Présentation de l’auteur




Patricia Cottron-Daubigné, Mélissa Fries, Femme broussaille, la très vivante

Deux univers cohabitent dans ce livre, celui des dessins de Mélissa Fries, et celui des poèmes de Patricia Cottron-Daubigné. La poète écrit à partir des oeuvres de l’artiste, pour dire l’enfermement, les gangues qui se défont.

Ce sont des dessins-collages qui “délivrent le savoir des nuits pierreuses”. Ainsi ces femmes à tête de chouette ou de hibou, aux grands yeux jaunes, enveloppées dans des vêtements amples, sombres et épais, semblent enfermées dans un carcan. Leur nature primitive, sauvage, veille, pourtant, et ne demande qu’à être révélée. Elles sont, au fond d’elles-mêmes, de “buissonnantes sorcières”, au fond d’elles-mêmes, des processus mystérieux se trament, dans un amalgame de noeuds et d’entrailles enchevêtrées. Tout cela macère, fermente.

La femme dont il est question dans ce recueil doit trouver “l’audace de défaire les gangues”, révéler sa vraie nature féminine, l’exposer à la clarté de la lune. Nous sommes en présence de la femme empêchée, entravée par le poids du passé, celui des traditions, du vécu personnel, du rôle que lui assigne la société. Cette femme empêchée réprime ses instincts vitaux. Pourtant, elle est une cathédrale qui s’ignore, et qui ne demande qu’à être révélée. Osera-t-elle dévoiler ses joyaux, ses vitraux de lumière ?

Patricia Cottron-Daubigné, Mélissa Fries, Femme broussaille, la très vivante, Les Lieux Dits éditions, 2020

Les poèmes de Patricia Cottron-Daubigné éclairent les oeuvres de Mélissa Fries.

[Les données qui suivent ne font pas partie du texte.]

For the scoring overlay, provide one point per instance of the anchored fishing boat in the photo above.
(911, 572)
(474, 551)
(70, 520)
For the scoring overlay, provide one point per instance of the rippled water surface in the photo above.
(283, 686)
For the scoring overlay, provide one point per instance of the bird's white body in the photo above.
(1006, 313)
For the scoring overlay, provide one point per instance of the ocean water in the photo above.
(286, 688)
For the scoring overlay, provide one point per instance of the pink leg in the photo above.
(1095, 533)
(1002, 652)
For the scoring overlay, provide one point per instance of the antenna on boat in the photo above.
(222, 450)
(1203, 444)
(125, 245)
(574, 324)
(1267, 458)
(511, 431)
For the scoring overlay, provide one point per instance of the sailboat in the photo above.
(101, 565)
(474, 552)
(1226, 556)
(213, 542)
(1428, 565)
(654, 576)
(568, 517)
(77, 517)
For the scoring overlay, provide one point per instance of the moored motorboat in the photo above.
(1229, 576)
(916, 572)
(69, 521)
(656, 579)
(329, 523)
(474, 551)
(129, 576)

Je viens du temps des retables

du temps des gargouilles grimaçantes

des broussailles et des griffes goulues

qui caressent jusqu’au sang

je parle à la lune de

nos ventres gourmands

nous

mères et filles

génitrices d’oiseaux

aux grands yeux

d’autre nom sorcières

femmes.

 

Le monde décrit par Patricia Cottron-Daubigné est un amalgame de bêtes, de chair, de sang. La femme au cri silencieux réprime le trop-plein en elle et dit : “les cieux ont coupé / ma tête”. Ce qui est entravé, empêché, c’est l’accès au plaisir. Alors, pour se réveiller à sa véritable nature, elle danse des danses nocturnes “avec des grenouilles dans les mains / avec des lézards dans la bouche / et parfois un sexe d’homme découpé”.

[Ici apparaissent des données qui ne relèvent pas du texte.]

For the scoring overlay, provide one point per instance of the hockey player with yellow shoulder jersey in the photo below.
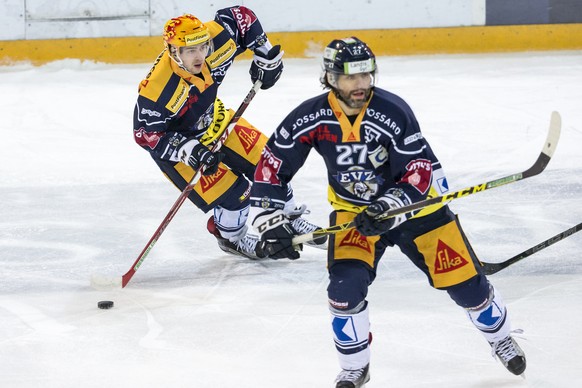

Il s’agit pour elle de retrouver une certaine légèreté, “l’écume des rires”, de “jouer dans le matin des écureuils / femmes plus vastes gorgées de ciel”, malgré les clous, les flèches, le poids d’une société patriarcale. Il s’agit de retrouver la douceur, la beauté du jour, les sourires, la sensualité, le plaisir, les caresses.

Je pose sur nos fesses

sur nos ventres d’amour

des entrelacs d’offrandes

perles et fruits sucrés

fauvettes diamantines

et baies sauvages

je prépare la cérémonie

la venue de la parole

celle des reines que nous advenons

l’une et l’autres toutes

Cette redécouverte du plaisir sensuel passe par d’autres femmes. Des textes plus courts dévoilent l’exploration du désir, les dentelles noires, le froufrou, l’ivresse des amours saphiques.

Pourtant, le chemin de l’éveil est long : “il faut défaire les clôtures / laisser les conquêtes / connaître les nuits / et s’avancer”. Il faut enlever les couches épaisses et accumulées, une à une. Pour, enfin, accéder à “l’enfance du monde / un nom de lumière / femme / sous sa robe / d’horizon”.